Tran fired shots at Dao's home and was charged with shooting at an inhabited dwelling. He pleaded no contest to assault with force likely to produce great bodily injury and to being a misdemeanant in possession of a firearm. The stated factual basis for the plea did not include information about the shooting, but a postplea, presentence probation report did. The trial court placed Tran on probation, which he successfully completed in 2009. In 2012, Tran filed a section 17(b) motion to reduce his offense from a felony to a misdemeanor (two previous section 17(b) motions had been denied). The trial court considered the probation report in evaluating the motion over the defense's objection. The trial court again denied Tran's section 17(b) motion. Tran appealed.
The Court of Appeal affirmed the trial court's ruling. In doing so, it stated that a court has broad discretion under section 17(b) in deciding whether to reduce a wobbler offense to a misdemeanor, and the court may consider the nature and circumstances of the offense. The Court of Appeal here concluded that, "where the defendant has had an opportunity to review the postplea probation report and challenge its contents, including its statement of the facts and circumstances of the offense, the trial court is entitled to consider the information in that report in determining whether to reduce a felony conviction to a misdemeanor." The trial court properly considered the probation report in Tran's case under this standard. The court distinguished People v. Trujilio (2006) 40 Cal.4th 165 and related cases, which address proving facts for a sentencing enhancement. In this case, Tran was seeking leniency from the court to reduce his offense.

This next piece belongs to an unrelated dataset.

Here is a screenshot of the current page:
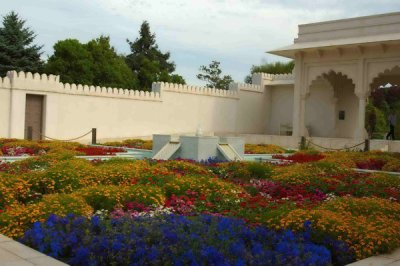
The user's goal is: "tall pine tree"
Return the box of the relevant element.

Trial court may (but is not required) to grant a 17(b) motion if the defendant successfully completes probation.
Tran also argued that the trial court abused its discretion in denying his 17(b) motion because he had successfully completed probation. The Court of Appeal disagreed. Although the trial court's ability to reduce a felony to a misdemeanor after probation has been granted serves as both a motivation and reward to a defendant to comply with probation conditions (People v. Feyrer (2010) 48 Cal.4th 426, 439-440), a convicted defendant is not entitled to the benefits of section 17(b) as a matter of right. Rather, a reduction is an act of leniency by the trial court. Had the Legislature intended for the relief of section 17(b) to be mandatory under any circumstances, it would have made that intent plain in the statutory language. It did not, and the Court of Appeal would not "add such terms to the statute."